Answer
$\mathop {\lim }\limits_{n \to \infty } {a_n} = 0$
Work Step by Step
For $n \ge 1$, we write
${a_n} = \frac{1}{{\sqrt {{n^4} + {n^8}} }} = \frac{1}{{\sqrt {{n^8}\left( {\frac{1}{{{n^4}}} + 1} \right)} }} = \frac{1}{{{n^4}\sqrt {\frac{1}{{{n^4}}} + 1} }}$
Since $\frac{1}{{{n^4}}} \le 1$, therefore ${a_n} \ge \frac{1}{{{n^4}\sqrt 2 }}$.
Next, we write
${a_n} = \frac{1}{{\sqrt {{n^4} + {n^8}} }} = \frac{1}{{\sqrt {{n^4}\left( {1 + {n^4}} \right)} }} = \frac{1}{{{n^2}\sqrt {1 + {n^4}} }}$
Since ${n^4} \ge 1$, therefore ${a_n} \le \frac{1}{{{n^2}\sqrt 2 }}$.
Hence,
$\frac{1}{{\sqrt 2 {n^4}}} \le {a_n} \le \frac{1}{{\sqrt 2 {n^2}}}$.

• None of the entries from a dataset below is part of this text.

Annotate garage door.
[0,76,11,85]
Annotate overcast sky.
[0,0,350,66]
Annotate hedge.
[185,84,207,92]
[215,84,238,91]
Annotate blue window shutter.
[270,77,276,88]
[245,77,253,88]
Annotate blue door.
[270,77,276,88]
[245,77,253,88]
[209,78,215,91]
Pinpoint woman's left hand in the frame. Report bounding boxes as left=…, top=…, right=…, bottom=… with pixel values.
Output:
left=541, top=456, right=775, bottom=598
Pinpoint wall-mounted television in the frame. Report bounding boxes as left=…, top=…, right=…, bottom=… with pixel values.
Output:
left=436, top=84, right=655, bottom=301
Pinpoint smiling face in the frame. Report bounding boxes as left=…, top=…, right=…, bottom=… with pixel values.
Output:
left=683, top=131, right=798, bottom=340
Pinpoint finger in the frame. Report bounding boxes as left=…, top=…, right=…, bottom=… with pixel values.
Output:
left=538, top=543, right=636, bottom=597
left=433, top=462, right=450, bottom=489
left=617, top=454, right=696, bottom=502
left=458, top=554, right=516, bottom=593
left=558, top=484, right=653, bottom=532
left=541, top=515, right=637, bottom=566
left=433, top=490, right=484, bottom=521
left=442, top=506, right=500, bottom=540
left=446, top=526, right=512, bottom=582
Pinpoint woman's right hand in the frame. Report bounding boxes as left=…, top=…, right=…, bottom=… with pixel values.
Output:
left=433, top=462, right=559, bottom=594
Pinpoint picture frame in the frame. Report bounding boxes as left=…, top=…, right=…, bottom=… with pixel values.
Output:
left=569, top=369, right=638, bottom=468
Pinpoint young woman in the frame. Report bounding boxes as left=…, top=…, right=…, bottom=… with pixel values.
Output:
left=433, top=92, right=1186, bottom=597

Since $\mathop {\lim }\limits_{n \to \infty } \frac{1}{{\sqrt 2 {n^4}}} = 0$ and $\mathop {\lim }\limits_{n \to \infty } \frac{1}{{\sqrt 2 {n^2}}} = 0$, by Squeeze Theorem we conclude that $\mathop {\lim }\limits_{n \to \infty } {a_n} = 0$.